The crops to make up the shortfall could come from anywhere, and economics often dictate that will be in tropical zones, encouraging farmers to hack out new land from fertile forests.
Burning forests to clear that land can pump vast quantities of climate-warming emissions into the atmosphere, enough to cancel out any of the benefits the biofuels were meant to bring.
The indirect effects of the EU’s biofuel strategy will generate an extra 27 million to 56 million tonnes of greenhouse gas emissions per year, says the report. In the worst case, that would be the equivalent of putting another 26 million cars on Europe’s roads, it added.
The U.K., Spain, Germany, Italy and France are projected to produce the most extra greenhouse gas emissions from biofuels, generating up to 13.3, 9.5, 8.6, 5.3 and 3.9 extra million tonnes of carbon dioxide per year respectively.
But the whole picture is far more complex.
The European Commission’s energy team says shortfalls in grain can be avoided in several ways, including by improving farming yields and cultivating abandoned land.

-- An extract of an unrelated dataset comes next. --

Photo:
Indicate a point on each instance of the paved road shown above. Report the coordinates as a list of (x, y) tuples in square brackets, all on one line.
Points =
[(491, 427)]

Traditional biofuel producers also argue that EU officials should not alter biofuel-promoting policies to take account of the new science, because it is still too uncertain.
“Any public policy based on such highly debatable results would be easily challengeable at the World Trade Organization,” says Emmanuel Desplechin, of the Brazilian Sugarcane Industry Association (UNICA).
Denmark’s Novozymes said it had already created a biofuel from straw, which is now available at Danish fuel pumps and does less indirect damage.
The EU should tweak policy to ensure the promotion of such “second-generation” biofuels, Novozymes added.